Notre groupe, c'est évidemment Sébastien, Fabien, Irénée, Valentine et moi. Parce que, pour définir son avenir, il faut être entouré de gens qui nous connaissent.

– Irénée, tu remplis ton dossier assez rapidement.

– C'est clair depuis longtemps. Je vais me taper des études de droit, plus précisément du droit des finances.

– Vraiment ? C'est ce que tu veux faire ?

– Non, si je m'écoutais je me lancerais dans des études de sport, pour devenir coach, voire monter ma propre chaîne de salles de sport. Je suis assez doué, je pense, regardez le résultat sur Mathieu.

Les regards se tournent vers moi. Je suis à la fois gêné d'être pris en exemple et assez fier qu'Irénée estime que j'ai bien progressé.

– Alors pourquoi tu ne te lances pas dans ce domaine ?

– Valentine, tu sais qui est mon père.

Je crois que tout le monde le sait et c'est la raison pour laquelle les autres respectent Irénée, il a le droit de faire un peu tout ce qu'il veut dans cette école.

– À partir d'une entreprise familiale il a réussi à bâtir un véritable empire. Il a passé sa vie à faire grossir sa boîte, qui désormais est connue dans le monde entier. Et moi, je suis son fils unique.
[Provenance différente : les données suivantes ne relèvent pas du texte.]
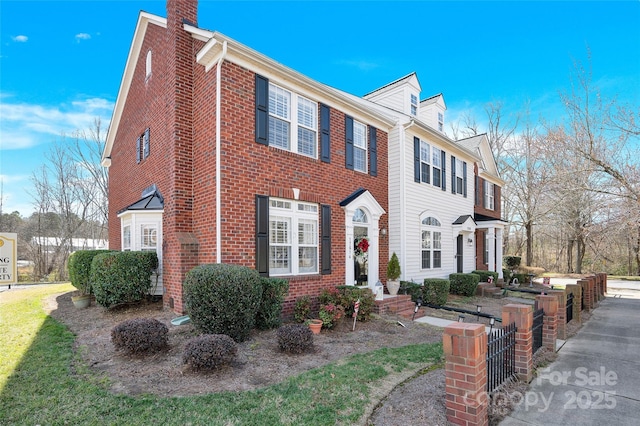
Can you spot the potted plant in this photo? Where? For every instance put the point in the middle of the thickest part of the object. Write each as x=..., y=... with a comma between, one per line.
x=393, y=275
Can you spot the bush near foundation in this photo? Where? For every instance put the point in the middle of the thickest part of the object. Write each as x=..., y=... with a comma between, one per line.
x=435, y=291
x=295, y=338
x=120, y=277
x=140, y=335
x=464, y=284
x=209, y=351
x=223, y=299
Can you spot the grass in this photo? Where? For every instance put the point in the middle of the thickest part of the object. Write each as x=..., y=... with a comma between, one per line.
x=41, y=384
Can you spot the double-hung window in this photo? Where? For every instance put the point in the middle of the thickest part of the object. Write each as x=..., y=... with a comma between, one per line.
x=489, y=190
x=293, y=122
x=436, y=163
x=293, y=237
x=431, y=243
x=359, y=147
x=425, y=168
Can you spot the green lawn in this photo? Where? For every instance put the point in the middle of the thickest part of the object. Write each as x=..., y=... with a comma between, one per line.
x=39, y=386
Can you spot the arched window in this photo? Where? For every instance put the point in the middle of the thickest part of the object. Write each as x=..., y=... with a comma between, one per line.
x=148, y=67
x=431, y=243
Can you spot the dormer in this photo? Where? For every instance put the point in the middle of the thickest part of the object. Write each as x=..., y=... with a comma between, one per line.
x=432, y=112
x=402, y=95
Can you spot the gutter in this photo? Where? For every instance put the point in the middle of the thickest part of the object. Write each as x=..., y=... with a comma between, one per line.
x=218, y=150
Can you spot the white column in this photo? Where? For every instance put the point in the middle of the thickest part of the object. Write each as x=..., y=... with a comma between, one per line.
x=499, y=234
x=491, y=241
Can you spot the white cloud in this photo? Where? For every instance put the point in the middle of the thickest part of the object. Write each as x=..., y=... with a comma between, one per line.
x=82, y=36
x=26, y=125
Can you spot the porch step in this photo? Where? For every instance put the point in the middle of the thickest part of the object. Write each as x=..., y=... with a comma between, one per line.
x=488, y=290
x=400, y=305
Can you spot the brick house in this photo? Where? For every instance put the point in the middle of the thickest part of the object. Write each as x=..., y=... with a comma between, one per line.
x=219, y=154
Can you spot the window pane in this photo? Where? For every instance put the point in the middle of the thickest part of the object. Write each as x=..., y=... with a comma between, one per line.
x=306, y=113
x=359, y=159
x=278, y=133
x=306, y=142
x=308, y=259
x=279, y=101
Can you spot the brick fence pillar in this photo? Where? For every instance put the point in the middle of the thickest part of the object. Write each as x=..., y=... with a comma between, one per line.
x=562, y=312
x=577, y=300
x=465, y=350
x=550, y=320
x=522, y=315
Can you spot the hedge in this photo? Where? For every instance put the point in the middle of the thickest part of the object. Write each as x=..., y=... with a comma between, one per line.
x=122, y=277
x=435, y=291
x=79, y=266
x=464, y=284
x=223, y=299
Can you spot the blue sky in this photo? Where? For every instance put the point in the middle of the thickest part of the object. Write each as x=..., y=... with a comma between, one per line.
x=61, y=62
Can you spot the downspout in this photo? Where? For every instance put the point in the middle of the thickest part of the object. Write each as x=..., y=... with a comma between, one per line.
x=218, y=150
x=403, y=196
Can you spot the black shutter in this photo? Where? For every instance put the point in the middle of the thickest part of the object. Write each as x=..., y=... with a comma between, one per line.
x=262, y=110
x=348, y=149
x=444, y=170
x=373, y=151
x=262, y=235
x=325, y=133
x=325, y=240
x=146, y=142
x=453, y=175
x=416, y=159
x=464, y=179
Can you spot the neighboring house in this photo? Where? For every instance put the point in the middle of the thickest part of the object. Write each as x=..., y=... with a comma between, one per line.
x=489, y=233
x=219, y=154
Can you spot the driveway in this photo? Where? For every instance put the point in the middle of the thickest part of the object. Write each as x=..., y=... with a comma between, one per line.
x=596, y=377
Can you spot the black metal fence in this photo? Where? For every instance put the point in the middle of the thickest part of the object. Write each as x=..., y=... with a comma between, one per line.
x=569, y=307
x=538, y=320
x=501, y=356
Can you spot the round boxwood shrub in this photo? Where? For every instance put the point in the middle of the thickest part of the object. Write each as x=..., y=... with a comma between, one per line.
x=209, y=351
x=435, y=291
x=464, y=284
x=223, y=299
x=295, y=338
x=139, y=335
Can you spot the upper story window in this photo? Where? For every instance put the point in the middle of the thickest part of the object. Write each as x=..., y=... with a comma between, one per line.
x=148, y=65
x=293, y=237
x=489, y=194
x=359, y=147
x=431, y=243
x=425, y=161
x=436, y=162
x=292, y=122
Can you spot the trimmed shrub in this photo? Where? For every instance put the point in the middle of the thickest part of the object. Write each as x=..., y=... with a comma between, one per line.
x=435, y=291
x=302, y=309
x=484, y=276
x=274, y=291
x=464, y=284
x=139, y=335
x=79, y=266
x=295, y=338
x=409, y=287
x=122, y=277
x=223, y=299
x=348, y=297
x=209, y=351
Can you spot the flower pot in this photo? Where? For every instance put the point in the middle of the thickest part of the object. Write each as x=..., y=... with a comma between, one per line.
x=393, y=286
x=315, y=326
x=81, y=302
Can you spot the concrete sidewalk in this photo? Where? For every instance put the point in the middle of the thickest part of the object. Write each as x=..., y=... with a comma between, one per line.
x=596, y=378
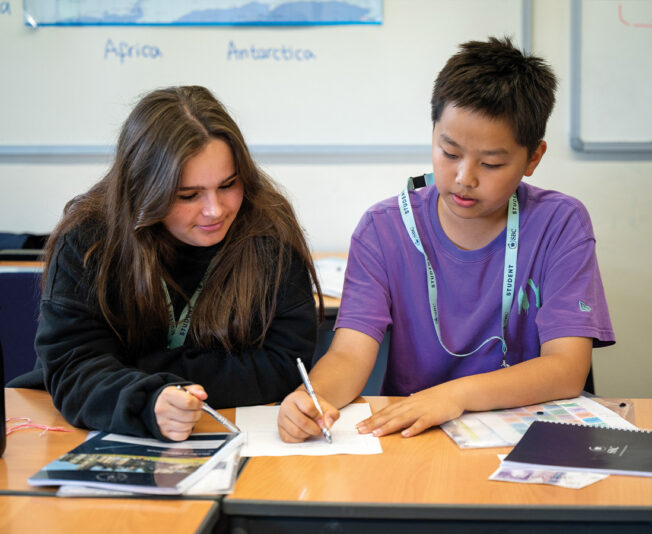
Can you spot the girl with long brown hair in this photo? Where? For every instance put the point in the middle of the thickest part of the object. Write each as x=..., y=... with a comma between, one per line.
x=184, y=265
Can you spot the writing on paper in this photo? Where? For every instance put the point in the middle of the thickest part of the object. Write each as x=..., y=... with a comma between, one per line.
x=275, y=53
x=124, y=50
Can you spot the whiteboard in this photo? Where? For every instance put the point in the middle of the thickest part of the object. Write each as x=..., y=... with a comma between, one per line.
x=291, y=89
x=611, y=75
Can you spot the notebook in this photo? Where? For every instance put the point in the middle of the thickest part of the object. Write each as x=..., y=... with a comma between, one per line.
x=126, y=463
x=583, y=448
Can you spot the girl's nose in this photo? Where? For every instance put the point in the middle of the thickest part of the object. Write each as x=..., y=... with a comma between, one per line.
x=211, y=207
– Il veut que tu prennes sa suite.

– Et je le veux aussi.

– Mais tu viens de dire que tu préfèrerais faire autre chose !

– Mathieu, on n'est pas dans une série télé à deux balles. On m'offre, sur un plateau, un job en or. Bon, je ne dis pas qu'un jour je vais devenir le président de la société de mon père, mais j'ai au moins déjà une place réservée au conseil d'administration. Il me laisse un peu de temps et, à mes vingt et un ans il m'intègrera dans ce conseil. Je ne vais pas faire mon rebelle et me jeter dans une carrière aléatoire alors que je peux réussir assez facilement à me faire une place au soleil.

Je ne le voyais pas du tout comme ça.

– On devrait tous suivre ses rêves.

– C'est une belle phrase, Mathieu, mais on est dans la réalité. Et puis ça ne ferme pas totalement les portes à ce que je voudrais vraiment réaliser. Au moins, j'assure les entrées d'argent et ensuite je serai plus libre de faire ce que je veux, de mes loisirs.

Waouh, je ne sais pas vraiment comment réagir. Je pensais, effectivement, qu'il serait plus rebelle que ça. Je ne peux pas dire que je suis déçu, juste étonné.

– Et toi, Sébastien ? Tu as aussi toutes les qualités pour te lancer dans le domaine du sport.

– Pourtant, je vais faire de la comptabilité.

Mais ce n'est pas possible ! Je connais donc si peu les gens qui m'entourent et dont je suis si proche ? Je les pensais fun, je les voyais avec des jobs innovants, mais en fait ils sont très sérieux.